BGB § 242; EStG § 10 Abs. 1 Nr. 1, § 22 Nr. 1a

 

Verfahrensgang

AG Bad Schwalbach (Urteil vom 21.07.2008)

 

Tenor

Die Berufung des Beklagten gegen das Urteil des AG - Familiengericht - Bad Schwalbach vom 21.7.2008 wird zurückgewiesen.

Der Beklagte hat die Kosten des Berufungsverfahrens zu tragen. Das Urteil ist vorläufig vollstreckbar.

Der Streitwert für das Berufungsverfahren wird auf 13.545,09 EUR festgesetzt.

 

Gründe

Die Parteien sind seit 2002 geschiedene Eheleute. Der Beklagte hat im Rahmen seiner Steuererklärungen für die Kalenderjahre 2002 bis 2005 jährlich 13.805 EUR im Wege des begrenzten Realsplittings als Sonderabzugs nach § 10 Abs. 1 Nr. 1 EStG geltend gemacht. Dem lag zugrunde, dass er auf Grund einer im Rahmen der Scheidungsfolgenvereinbarung eingegangenen Verpflichtung an die Klägerin nachehelichen Unterhalt i.H.v. monatlich 438 EUR zahlte und weiteren Unterhalt in Form der Wohnungsüberlassung gewährte.

Mit der Klage macht die Klägerin den Ausgleich der Nachteile geltend, die ihr aus der Durchführung des begrenzten Realsplittings für die Kalenderjahre 2002 bis 2005 entstanden sind. Diese Nachteile beziffert sie unter Vorlage der Steuerbescheide 2002 bis 2005 für das Kalenderjahr 2002 auf 2.528,14 EUR, für das Kalenderjahr 2003 auf 3.371,79 EUR, für das Kalenderjahr 2004 auf 3.875,92 EUR und für das Kalenderjahr 2005 auf 3.769,24 EUR.

Der Beklagte hat in erster Instanz geltend u.a. gemacht, der tatsächlich gewährte Unterhalt sei geringer gewesen als der im Rahmen der steuerlichen Veranlagung der Klägerin als Einkünfte aus Unterhalt zugerechnete Betrag. Ferner habe die Klägerin im Rahmen ihrer steuerlichen Veranlagung die ihr zur Verfügung stehenden Steuersparmöglichkeiten nicht voll ausgeschöpft, insb. habe sie die Möglichkeit ungenutzt gelassen, noch für zwei Jahre von der Abschreibung nach § 10e EStG Gebrauch zu machen. Schließlich hat der Beklagte noch die Aufrechnung hinsichtlich eines für die Kalenderjahre 2000 und 2001 der Klägerin ausgekehrten Erstattungsbetrages erklärt. Das AG hat den Beklagten mit dem angefochtenen Urteil antragsgemäß zur Zahlung von 13.545,09 EUR nebst 5 % Zinsen über dem Basiszinssatz seit dem 30.5.2007 verurteilt. Der steuerliche Schaden ergebe sich aus der von der Klägerin vorgelegten Berechnung ihres Steuerberaters. Sie sei nicht verpflichtet gewesen, die ihr noch verbleibende Möglichkeit der weiteren Abschreibung nach § 10e EStG gerade in dem streitgegenständlichen Zeitraum zu nutzen. Eine Aufrechnung gegen den Nachteilsausgleichsanspruch sei nicht eröffnet.

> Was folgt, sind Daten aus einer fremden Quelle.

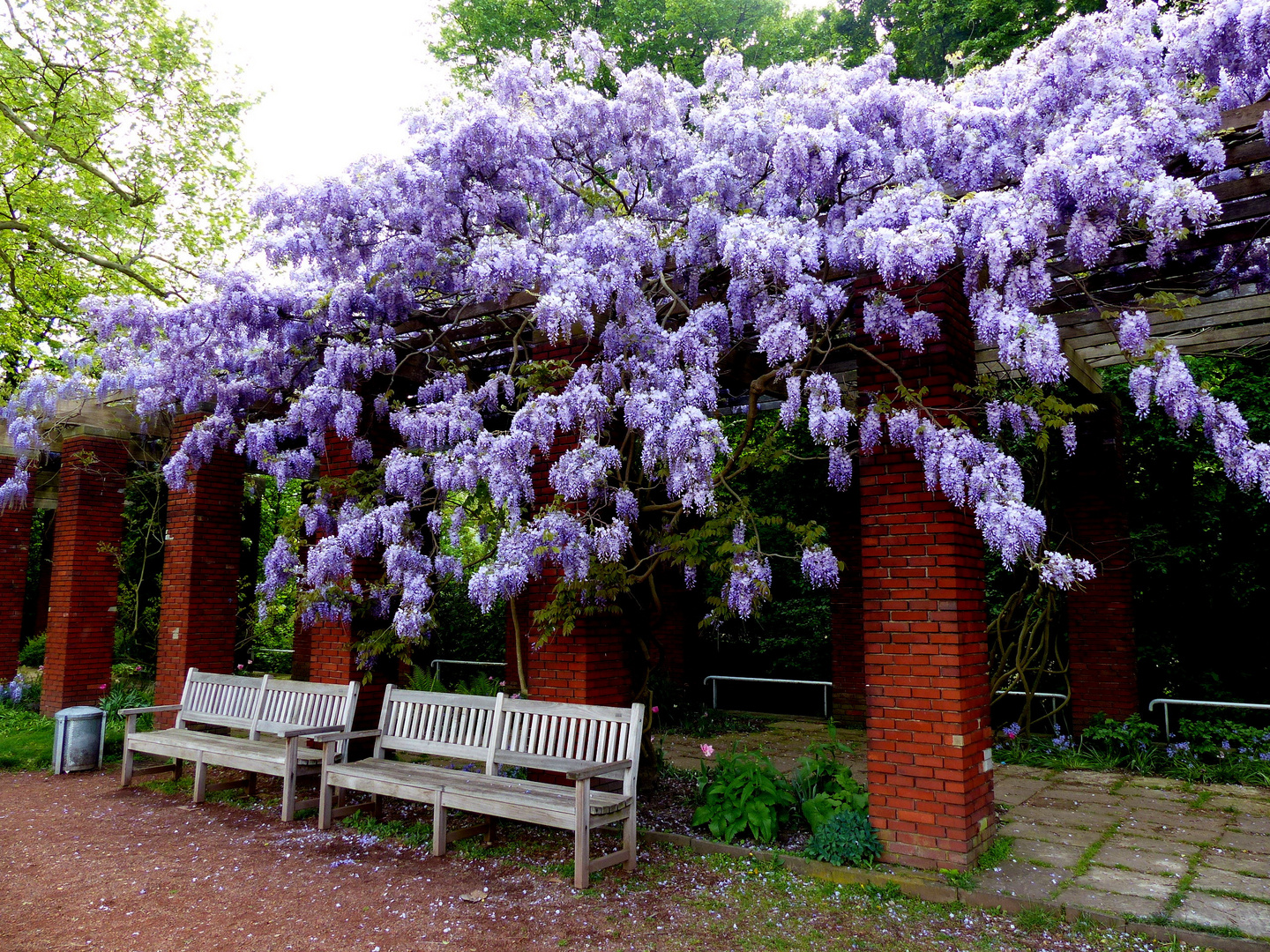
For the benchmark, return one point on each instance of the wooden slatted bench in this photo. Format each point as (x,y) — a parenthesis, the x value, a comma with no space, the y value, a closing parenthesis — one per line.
(282,711)
(579,741)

Der Beklagte beanstandet mit seiner Berufung, dass das AG hinsichtlich der Höhe des steuerlichen Nachteils trotz des Bestreitens des Beklagten kein Sachverständigengutachten eingeholt und es auch unterlassen habe, hinsichtlich des streitigen Vortrags zur tatsächlichen Höhe des gewährten Unterhalts Beweis zu erheben. Unterhalt sei nur i.H.v. 11.040 EUR jährlich gewährt worden und daher auch nur in dieser Höhe der Klägerin als Einkommen zuzurechnen gewesen. Auch sei der Frage nachzugehen, in welchem Umfang sich der steuerliche Nachteil reduziert hätte bei Inanspruchnahme der der Beklagten noch für eine Übergangszeit eröffnet gewesenen Möglichkeit der Abschreibung nach § 10e EStG. Der Beklagte bestreitet, dass die Klägerin die Möglichkeiten zur Steuerersparnis voll genutzt habe und dass die Steuerbescheide der Klägerin auf zutreffenden Steuererklärungen beruhten. Im Übrigen erachtet er den Nachteilsausgleichsanspruch im Hinblick auf den Zeitablauf bis zu seiner Geltendmachung als verwirkt und erklärt zudem weiterhin die Aufrechnung mit einem Anspruch auf Rückzahlung der v...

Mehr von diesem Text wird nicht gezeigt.